O atmadan mesaj atmayayım, o aramazsa ben hiç aramam demek ve bütün gün mesaj beklemek, başkasından bahsedilince birden gerginleşmek ve kızların girdiği triplerin genel adıdır. Erkekler nedense belli etmeyi istememek gibi şeyler yapmazlar.
benim basıma geldiği için biliyorum. yazın tatilde birisi ile tanısmıstım numaralarımızı falan verdik. ben çocuktan çok hoşlanmıstım ama arayamıyordum çünkü hoşlandığımı belli etmek istemiyordum. *
babamın favoriler bayağı aşağıda,
işten yeni geldiği için kravatı çıkarmamış,birazdan çıkarıp cebine koyacak
annem elişi örmekte,aynı zamanda konuşulanları dinliyor,
mutfaktan 3 gözlü ocağın üzerinde patlamaya çalışan mısırın kokusu geliyor,
beyaz florasanın aydınlık etkisi hissediliyor.keşke bizde de olsa diyorum
sokaktan inek sürüsünün dönüş sesleri geliyor, belli ki geç kalmışlar,
ara ara böğürüyorlar...mööö
isminin selin olduğunu anladığım sarışın kız bana bakıyor. benim yaşlarımda olduğu belli, olmasa bile boyu tam benim kadar.
bakışlarından anladığım kadarı ile oyun oynamak istiyor.
mavili kırmızılı bir elbise var üzerinde, çok zengin görünüyor... acayip utanıyorum, keşke bir erkek çocukları olsaydı
annesi sesleniyor...
- seliiin, hadi öp bakalım misafirlerin ellerini
( onay vermeden kalkıp öpüyor babamın ve annemin ellerini )
annem: aman ne şeker şeysin sen öyle, gel bakiiim diyip yanaklarından iade-i öpücük veriyor.
sonra...usul usul bana doğru geliyor.
( gözlerime bakıyor )
( allahım bitsin bu çile,çok acayip utanıyorum, yere doğru eğiyorum başımı...)
annem yetişiyor imdadıma...
- kızım arkaşına da hoşgeldin de hadi...
( hoşgeldin diyor sevimli bir ses tonuyla )
( kaşlarım çatık, suratım asık )
bişey demiyorum, utandım... hemde çok, bu kız nerden çıktı, hemen eve gidip, voltranımla, oynamak istiyorum... yada tabancamı alıp yorganı başıma çekip kahraman hayallere dalmak, hemen anneme sarılıyorum, kaşlarım hala çatık...
- oğlum, hadi selinle oynayın siz diğer odada, bak biz konuşuyoruz...

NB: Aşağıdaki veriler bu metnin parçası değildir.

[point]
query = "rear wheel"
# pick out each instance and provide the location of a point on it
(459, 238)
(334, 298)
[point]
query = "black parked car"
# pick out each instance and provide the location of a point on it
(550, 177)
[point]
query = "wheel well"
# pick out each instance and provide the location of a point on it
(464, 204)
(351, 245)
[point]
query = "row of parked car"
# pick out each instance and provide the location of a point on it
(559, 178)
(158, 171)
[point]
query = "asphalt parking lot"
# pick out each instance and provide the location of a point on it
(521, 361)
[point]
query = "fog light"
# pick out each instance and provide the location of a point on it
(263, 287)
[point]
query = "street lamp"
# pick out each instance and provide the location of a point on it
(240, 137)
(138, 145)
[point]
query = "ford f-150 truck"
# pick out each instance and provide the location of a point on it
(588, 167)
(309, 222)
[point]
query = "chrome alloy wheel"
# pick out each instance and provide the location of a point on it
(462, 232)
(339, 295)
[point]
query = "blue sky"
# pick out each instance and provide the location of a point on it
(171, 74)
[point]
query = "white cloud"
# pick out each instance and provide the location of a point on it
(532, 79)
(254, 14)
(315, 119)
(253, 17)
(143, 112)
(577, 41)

( sonra benim duymayacağımı zannettiği bir ses tonuyla etraftakilere )
- utandı, utandı diyor.
gülüşüyorlar,
tabi ben sinir oluyorum...
iki elimle dudağıma tuhaf dokunuyorum ve göz ucuyla seline bakıyorum, gayet neşeli. benim utanmış olmamdan aldığı cesaretle elimi tutup çekiştiriyo.

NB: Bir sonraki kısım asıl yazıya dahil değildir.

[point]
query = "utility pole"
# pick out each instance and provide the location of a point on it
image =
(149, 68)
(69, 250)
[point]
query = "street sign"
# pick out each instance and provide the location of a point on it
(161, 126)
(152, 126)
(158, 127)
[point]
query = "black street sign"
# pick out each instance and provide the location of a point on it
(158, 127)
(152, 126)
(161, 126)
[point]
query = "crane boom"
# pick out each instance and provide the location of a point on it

( bir kızdan çekinmenin bir erkeğe yakışmayacağını hissediyorum sanki, başım önde elim selinde, yürüyorum arkasından, diğer odaya geçince gösterecem bildiğim tüm numaraları )
- evcilik oynayalım hadi, diyor selin... zaten başka ne oynayabiliriz ki ya saklambaç, ya yakalamaca ( ki en çok onu oynamak istiyorum ben )

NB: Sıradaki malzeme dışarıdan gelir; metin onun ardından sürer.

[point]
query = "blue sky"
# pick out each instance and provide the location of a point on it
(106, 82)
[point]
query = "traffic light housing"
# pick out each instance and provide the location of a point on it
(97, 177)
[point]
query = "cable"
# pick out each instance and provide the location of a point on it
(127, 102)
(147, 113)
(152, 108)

( sürekli bana bakıyor garip garip...sonra oyuncak sepetini getiriyor içinde ne ararsan var...oyuncak ayı, bir kaç değişik türde bebek, plastik çatal kaşıklar, beşik, filan )
- top yok mu
- var
- getiiiirr
- bekle
topu getirip eteğinin altına saklıyor.
belli ki, kur yapıyor... işte o zaman asık suratım çözülüp gülüyorum.
- ver topu, diyorum sırıtarak,
- hadi al... deyip kaçıyor... o kaçıyor ben kovalıyorum kocaman bir odanın içinde...
aslında hemen yakalarım ama jet motorları çalıştırmam lazım diyorum...
- yakalayamazsıııın diyor
içimden daha resmi bir ses tonuyla,jet motorların açılış komutunu veriyorum...( vıııııııııııjjjjjjjjjjjjj )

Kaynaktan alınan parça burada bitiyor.